Various community members from Kubernetes, Mesos, Docker, etc.. worked on this specification together. What this means is that CSI is not a Kubernetes specific technology or specification. A well done CSI implementation should theoretically run in all COs.

Kubernetes v1.9 exposes an alpha implementation of the CSI specification, enabling CSI compatible volume drivers to be deployed on Kubernetes and consumed by Kubernetes workloads. The recommended version is v1.10 as there are little to no additional settings needed to use a CSI plugin.

Overview

The specification defines the boundary between the CO and the CSI plugin. Before we continue, note that the plugin part actually is separated into two individual plugins.

These two entities can live in a single binary or you can separate them. That’s up to you. But more on this later.

Finally, there is also the Identity gRPC server, which we’ll see in a bit. This service needs to be implemented for each individual plugin. For example, if you have two separate plugins running, Node and Controller, both binaries need to implement the Identity gRPC interface individually.

Node and Controller plugins are running as two separate services.
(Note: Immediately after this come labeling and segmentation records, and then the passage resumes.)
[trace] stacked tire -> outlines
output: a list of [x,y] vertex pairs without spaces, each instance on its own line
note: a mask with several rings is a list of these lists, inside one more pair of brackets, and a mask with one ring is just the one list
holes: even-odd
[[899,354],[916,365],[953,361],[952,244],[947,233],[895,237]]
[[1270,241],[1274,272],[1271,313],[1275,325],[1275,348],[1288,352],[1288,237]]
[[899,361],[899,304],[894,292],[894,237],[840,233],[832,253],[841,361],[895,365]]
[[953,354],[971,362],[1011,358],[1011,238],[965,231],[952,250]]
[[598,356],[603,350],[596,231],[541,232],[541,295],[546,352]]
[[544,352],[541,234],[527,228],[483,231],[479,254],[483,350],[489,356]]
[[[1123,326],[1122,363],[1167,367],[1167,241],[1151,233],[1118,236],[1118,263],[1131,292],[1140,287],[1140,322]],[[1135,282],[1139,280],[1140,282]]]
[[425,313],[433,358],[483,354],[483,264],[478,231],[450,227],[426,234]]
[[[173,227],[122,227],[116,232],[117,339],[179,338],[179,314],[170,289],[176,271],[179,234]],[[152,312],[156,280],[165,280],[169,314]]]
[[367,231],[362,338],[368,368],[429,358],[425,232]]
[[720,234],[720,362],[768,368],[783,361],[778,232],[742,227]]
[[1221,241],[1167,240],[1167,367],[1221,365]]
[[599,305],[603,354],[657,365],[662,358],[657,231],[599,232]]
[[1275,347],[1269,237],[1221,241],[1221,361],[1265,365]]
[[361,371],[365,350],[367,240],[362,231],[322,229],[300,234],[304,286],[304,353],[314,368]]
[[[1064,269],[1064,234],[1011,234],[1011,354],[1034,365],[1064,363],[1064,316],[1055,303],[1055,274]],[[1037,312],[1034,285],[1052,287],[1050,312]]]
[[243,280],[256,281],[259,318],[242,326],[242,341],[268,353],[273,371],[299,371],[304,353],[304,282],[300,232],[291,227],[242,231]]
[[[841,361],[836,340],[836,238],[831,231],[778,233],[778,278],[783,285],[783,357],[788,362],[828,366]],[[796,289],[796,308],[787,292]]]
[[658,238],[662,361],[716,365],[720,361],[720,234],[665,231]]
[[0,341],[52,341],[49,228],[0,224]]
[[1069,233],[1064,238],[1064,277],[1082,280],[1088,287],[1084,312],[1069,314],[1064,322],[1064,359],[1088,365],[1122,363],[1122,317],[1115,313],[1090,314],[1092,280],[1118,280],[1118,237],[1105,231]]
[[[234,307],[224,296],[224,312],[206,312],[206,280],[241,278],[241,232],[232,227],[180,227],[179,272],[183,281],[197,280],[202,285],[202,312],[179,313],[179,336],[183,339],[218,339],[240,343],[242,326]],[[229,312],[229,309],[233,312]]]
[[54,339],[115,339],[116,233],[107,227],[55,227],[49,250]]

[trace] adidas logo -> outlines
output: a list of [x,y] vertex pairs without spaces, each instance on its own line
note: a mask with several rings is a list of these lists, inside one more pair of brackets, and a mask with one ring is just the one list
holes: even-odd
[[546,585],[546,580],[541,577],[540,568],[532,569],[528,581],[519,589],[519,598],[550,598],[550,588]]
Node and Controller plugins are running as two separate services.

If you however have a single binary that implements Node and Controller, you only need to add the Identity plugin once.

Node and Controller plugin runs in a single binary.

Node and Controller plugin runs in a single binary.

This would mean that a single binary would be a Node and Controller plugin at the same time. Having a single binary, that contains a single gRPC server is much easier to maintain and still has all the benefits of the individual plugins. Depending on where you deploy, it can act as a Node plugin or as a Controller plugin.

Throughout this blog post, this is what we’re going to do. Later I’ll show how you can split it (if you want).

Interfaces

Let’s continue with the interfaces and explain our first interface. The Identity service interface. Remember this has to be implemented by all plugins (Node and Controller):

service Identity {
  rpc GetPluginInfo(GetPluginInfoRequest)
	returns (GetPluginInfoResponse) {}

  rpc GetPluginCapabilities(GetPluginCapabilitiesRequest)
	returns (GetPluginCapabilitiesResponse) {}

  rpc Probe (ProbeRequest)
	returns (ProbeResponse) {}
}

Each of the method does the following:

The Identity service consists of very basic methods and is mainly for identifying the service, making sure it’s healthy, and returning basic information about the plugin itself (whether it’s a Node plugin or Controller plugin). Here is a basic Go implementation of this service:

// GetPluginInfo returns metadata of the plugin
func (d *Driver) GetPluginInfo(ctx context.Context, req *csi.GetPluginInfoRequest) (*csi.GetPluginInfoResponse, error) {
  return &csi.GetPluginInfoResponse{
    Name:          "com.example.csi.myplugin",
    VendorVersion: "0.1.0",
  }, nil
}

// GetPluginCapabilities returns available capabilities of the plugin
func (d *Driver) GetPluginCapabilities(ctx context.Context, req *csi.GetPluginCapabilitiesRequest) (*csi.GetPluginCapabilitiesResponse, error) {
  return &csi.GetPluginCapabilitiesResponse{
    Capabilities: []*csi.PluginCapability{
      {
      	Type: &csi.PluginCapability_Service_{
      	  Service: &csi.PluginCapability_Service{
      	    Type: csi.PluginCapability_Service_CONTROLLER_SERVICE,
      	  },
      	},
      },
    },
  }, nil
}

// Probe returns the health and readiness of the plugin
func (d *Driver) Probe(ctx context.Context, req *csi.ProbeRequest) (*csi.ProbeResponse, error) {
  return &csi.ProbeResponse{}, nil
}

The above methods implement the following Go interface (csi refers to the following Go package: github.com/container-storage-interface/spec/lib/go/csi/v0):

type IdentityServer interface {
  GetPluginInfo(context.Context, *csi.GetPluginInfoRequest) (*csi.GetPluginInfoResponse, error)
  GetPluginCapabilities(context.Context, *csi.GetPluginCapabilitiesRequest) (*csi.GetPluginCapabilitiesResponse, error)
  Probe(context.Context, *csi.ProbeRequest) (*csi.ProbeResponse, error)
}

One thing to note here is that GetPluginInfo must return the name of the plugin in reverse domain name notation, i.e: io.arslan.csi-blog-post


Next is the Controller service interface. This interface is responsible of controlling and managing the volumes, such as: creating, deleting, attaching/detaching, snapshotting, etc..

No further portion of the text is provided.